= Clue: The Great Museum Caper =

Clue: The Great Museum Caper, (also known as Galerie der Diebe) was a spinoff of the board game Cluedo (Clue in Canada and the United States). It was produced by Parker Brothers and Waddingtons Games. Clue: The Great Museum Caper was originally produced in 1991, and production ceased soon thereafter. It took place in a museum, and was played with a thief and players. The museum is owned by Mr. Boddy, the murder victim in the original.

==Brief gameplay==
One player takes the role of an invisible thief sneaking through an art museum outfitted with security systems like cameras, motion detectors, and a command center, while the other players collaborate to devise a strategy to catch the culprit. The Great Museum Caper features a 3‑D museum board stocked with miniature art masterpieces that a player must attempt to steal.

The invisible thief sneaks into Mr. Boddy's art museum to steal paintings while the other players—classic Clue characters—work together to track them down. The thief secretly plots each move, trying to escape unnoticed, and the game ends when a character lands on the thief's space and forces a surrender, making it a strategic experience for two to four players ages ten and up.
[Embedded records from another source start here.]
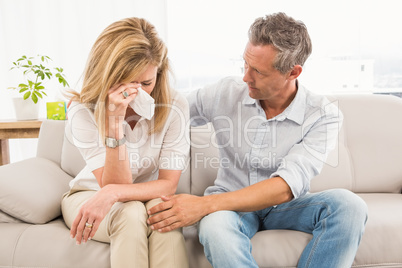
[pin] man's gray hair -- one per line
(288, 36)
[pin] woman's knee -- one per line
(132, 214)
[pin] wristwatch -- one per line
(113, 143)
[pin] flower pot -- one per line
(26, 109)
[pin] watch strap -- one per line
(113, 143)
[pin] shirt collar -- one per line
(296, 109)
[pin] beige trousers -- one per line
(132, 242)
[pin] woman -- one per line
(130, 161)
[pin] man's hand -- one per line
(177, 211)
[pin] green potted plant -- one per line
(36, 71)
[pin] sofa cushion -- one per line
(5, 218)
(72, 161)
(31, 190)
(48, 245)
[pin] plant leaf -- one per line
(27, 94)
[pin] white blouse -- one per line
(167, 149)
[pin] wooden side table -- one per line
(12, 129)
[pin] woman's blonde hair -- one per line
(121, 53)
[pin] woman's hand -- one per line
(91, 214)
(119, 96)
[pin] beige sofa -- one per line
(367, 161)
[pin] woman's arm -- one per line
(96, 208)
(117, 167)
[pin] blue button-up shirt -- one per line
(293, 145)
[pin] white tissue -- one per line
(143, 104)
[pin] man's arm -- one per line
(183, 210)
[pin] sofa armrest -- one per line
(31, 190)
(50, 142)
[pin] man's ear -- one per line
(295, 72)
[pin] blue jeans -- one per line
(336, 219)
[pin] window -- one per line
(356, 48)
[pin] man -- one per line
(284, 133)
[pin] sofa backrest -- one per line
(366, 158)
(370, 146)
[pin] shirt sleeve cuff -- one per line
(96, 161)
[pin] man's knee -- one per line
(350, 206)
(216, 225)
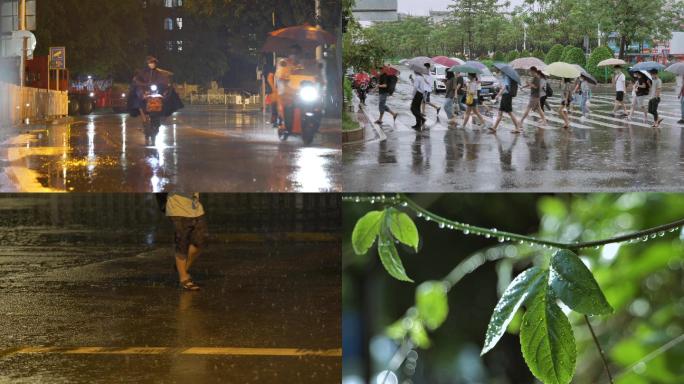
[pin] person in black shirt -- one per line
(386, 84)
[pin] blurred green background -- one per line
(642, 281)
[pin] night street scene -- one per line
(90, 293)
(163, 95)
(426, 82)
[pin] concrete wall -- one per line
(376, 10)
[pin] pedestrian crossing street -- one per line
(600, 116)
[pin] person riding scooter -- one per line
(300, 101)
(152, 96)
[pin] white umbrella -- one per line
(611, 62)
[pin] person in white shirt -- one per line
(187, 214)
(429, 81)
(619, 81)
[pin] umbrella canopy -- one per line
(306, 36)
(508, 71)
(583, 72)
(561, 69)
(476, 64)
(611, 62)
(445, 61)
(676, 68)
(648, 65)
(465, 68)
(527, 63)
(418, 64)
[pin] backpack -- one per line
(549, 90)
(391, 84)
(513, 88)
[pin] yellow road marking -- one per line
(213, 351)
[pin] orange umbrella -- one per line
(305, 36)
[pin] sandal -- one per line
(189, 285)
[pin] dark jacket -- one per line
(145, 78)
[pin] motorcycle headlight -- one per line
(309, 93)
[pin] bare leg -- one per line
(497, 121)
(467, 117)
(477, 112)
(515, 122)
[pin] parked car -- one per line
(489, 84)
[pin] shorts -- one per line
(533, 103)
(382, 102)
(506, 104)
(653, 105)
(189, 231)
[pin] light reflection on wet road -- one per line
(201, 148)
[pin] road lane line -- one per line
(210, 351)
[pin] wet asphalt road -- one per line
(599, 153)
(208, 149)
(73, 287)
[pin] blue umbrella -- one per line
(508, 71)
(647, 66)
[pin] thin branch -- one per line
(554, 244)
(598, 346)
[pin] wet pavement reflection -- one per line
(599, 152)
(105, 297)
(200, 148)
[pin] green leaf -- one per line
(390, 258)
(366, 230)
(418, 334)
(397, 330)
(511, 300)
(574, 284)
(546, 338)
(432, 304)
(403, 228)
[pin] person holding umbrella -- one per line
(567, 90)
(582, 89)
(450, 96)
(419, 89)
(654, 97)
(429, 80)
(535, 96)
(386, 83)
(471, 99)
(619, 81)
(506, 94)
(640, 91)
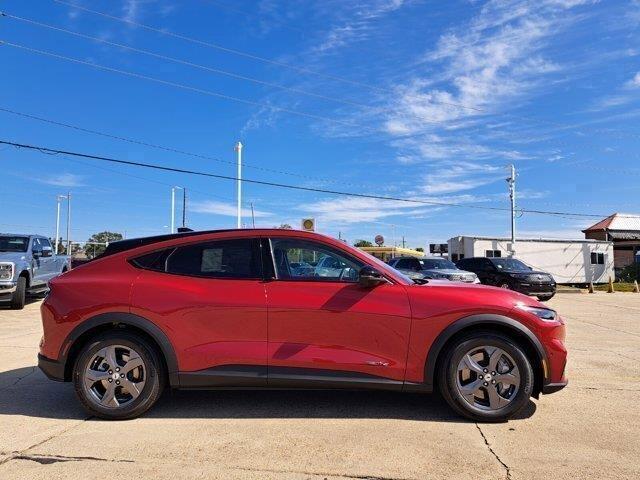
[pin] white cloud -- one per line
(634, 82)
(63, 180)
(358, 210)
(226, 209)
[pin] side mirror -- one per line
(370, 277)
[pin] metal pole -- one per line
(173, 207)
(68, 223)
(512, 195)
(184, 207)
(239, 150)
(57, 224)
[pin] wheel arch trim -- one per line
(479, 321)
(127, 319)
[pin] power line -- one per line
(52, 151)
(163, 147)
(177, 85)
(306, 70)
(212, 45)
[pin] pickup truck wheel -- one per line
(486, 377)
(118, 376)
(19, 296)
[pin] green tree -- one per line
(362, 243)
(96, 244)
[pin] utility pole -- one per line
(239, 151)
(68, 223)
(173, 208)
(512, 195)
(57, 237)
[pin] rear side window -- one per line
(219, 259)
(153, 261)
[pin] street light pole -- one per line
(58, 199)
(512, 195)
(68, 223)
(239, 151)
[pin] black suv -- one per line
(511, 273)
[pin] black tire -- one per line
(19, 297)
(448, 375)
(153, 372)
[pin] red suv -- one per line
(288, 309)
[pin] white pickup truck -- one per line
(27, 264)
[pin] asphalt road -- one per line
(589, 430)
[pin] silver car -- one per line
(432, 268)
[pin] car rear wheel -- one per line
(19, 297)
(486, 377)
(118, 376)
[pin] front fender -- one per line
(478, 320)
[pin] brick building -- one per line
(624, 231)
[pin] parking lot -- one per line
(591, 429)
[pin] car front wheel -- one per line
(486, 377)
(118, 376)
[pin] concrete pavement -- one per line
(589, 430)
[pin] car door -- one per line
(328, 329)
(39, 264)
(48, 260)
(210, 298)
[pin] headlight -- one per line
(6, 271)
(544, 314)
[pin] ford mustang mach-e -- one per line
(223, 309)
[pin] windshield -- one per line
(509, 264)
(437, 264)
(14, 244)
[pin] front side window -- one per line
(306, 260)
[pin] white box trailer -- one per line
(569, 261)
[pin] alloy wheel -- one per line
(115, 376)
(487, 378)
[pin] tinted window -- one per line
(220, 259)
(153, 261)
(405, 263)
(305, 260)
(437, 264)
(509, 264)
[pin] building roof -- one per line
(518, 239)
(618, 221)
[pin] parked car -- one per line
(27, 265)
(431, 268)
(222, 309)
(511, 273)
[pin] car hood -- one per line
(474, 294)
(12, 256)
(446, 271)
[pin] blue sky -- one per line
(412, 98)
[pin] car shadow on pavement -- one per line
(27, 392)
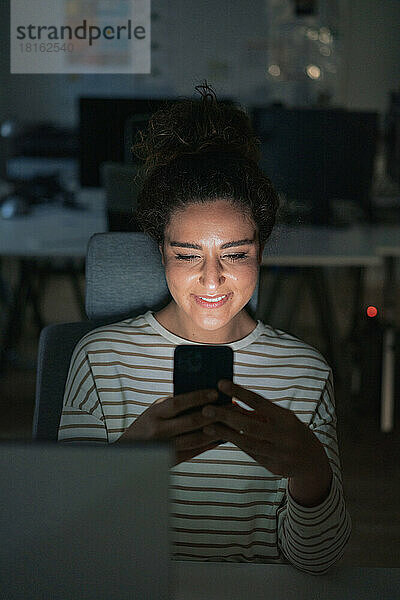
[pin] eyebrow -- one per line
(232, 244)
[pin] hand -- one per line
(272, 435)
(163, 421)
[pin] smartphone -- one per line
(200, 367)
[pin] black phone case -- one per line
(199, 367)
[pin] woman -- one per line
(271, 491)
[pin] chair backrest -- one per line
(124, 277)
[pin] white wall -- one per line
(371, 66)
(210, 39)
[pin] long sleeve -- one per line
(82, 419)
(314, 538)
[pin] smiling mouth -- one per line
(212, 302)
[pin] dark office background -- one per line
(250, 53)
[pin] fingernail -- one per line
(208, 411)
(223, 383)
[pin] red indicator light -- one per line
(372, 311)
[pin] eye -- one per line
(188, 257)
(237, 256)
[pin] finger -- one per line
(239, 421)
(189, 441)
(243, 441)
(259, 403)
(182, 424)
(173, 405)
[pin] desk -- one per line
(359, 246)
(386, 240)
(52, 230)
(49, 231)
(238, 581)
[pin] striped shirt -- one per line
(224, 505)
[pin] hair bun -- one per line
(196, 127)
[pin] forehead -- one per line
(215, 218)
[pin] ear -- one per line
(260, 253)
(160, 247)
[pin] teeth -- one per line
(213, 300)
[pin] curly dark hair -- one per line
(196, 151)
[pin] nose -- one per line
(211, 276)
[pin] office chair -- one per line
(124, 278)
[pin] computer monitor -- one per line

The players take turns playing the thief.

A game takes up to an hour on average to play.
It requires a minimum of two players, with a maximum of four players.
The players attempt to catch the thief before he/she can steal as many paintings as possible and escape.
The players roll two dice: one standard 1-6 die, and a special proprietary die.
The second die contains symbols that represent actions players can take.
The thief can move one, two, or three spaces after each detective's move and tracks his/her pawn separately from the gameboard.
The players win by landing on exactly the same space as the thief.
The thief wins by escaping from the building with as many treasures as possible.
The Rules suggest the thief should acquire at least 3 paintings... maybe more... no less.

==Reception==
The kids magazine Zillions had 26 children test 10 new toys and games for its December 1991-January 1992 issue, and they summed up Clue: The Great Museum Caper as a visually appealing game with a fun 3‑D board but ultimately too complicated, earning a clear thumbs‑down from its kid testers who preferred regular Clue.

Judy Massey for The Winchester Star said that "For game fans who enjoy Clue by Parker Brothers, Clue — The Great Museum Caper can offer hours of fun."